Zebras are scientifically named Equus quagga ( with this sub-species being Burchell’s zebra ) and have evolved among the Old World horses within the last 4 million years. This common plains zebra can weigh up to 350 kg and on average stands about 1.2 m tall at the shoulders and is usually about 2 to 2.5 m long.
They possess similar traits as horses in that they walk,trot,canter and gallop as well as they suffer from the same diseases that horses do.
Zebras have excellent eyesight and like horses their eyes are on the sides of its head, giving it a wide field of vision.In addition zebras have excellent hearing but have larger, rounder ears than horses; like other ungulates, zebras can turn their ears in almost any direction. In addition to superb eyesight and hearing, zebras also have an acute sense of smell and taste.

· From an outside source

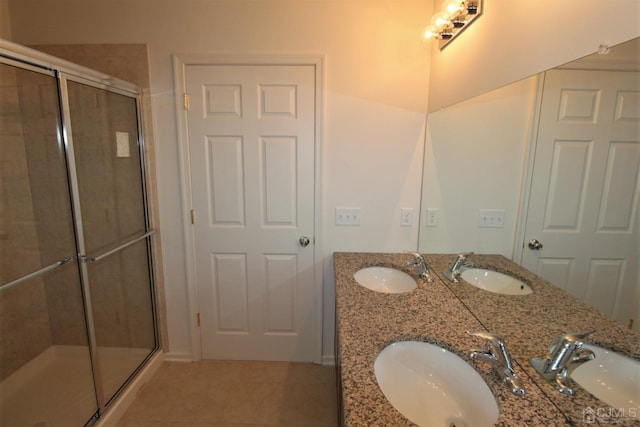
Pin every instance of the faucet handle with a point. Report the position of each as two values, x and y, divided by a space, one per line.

There is a lot to be said about zebra’s which can be found here. Many interesting theories abound about the markings or “stripes” and that information is mostly subjective with the only scientifically supported theory being that the stripes aid in keeping insects,particularly horseflies,away.
There are approximately 50,000 zebra in South Africa with about 75% existing in the Greater Kruger National Park. They are not threatened as a species but if you look at a population of only fifty thousand as being regarded as stable, it is quickly apparent how they could easily become threatened, as they almost only exist in protected areas.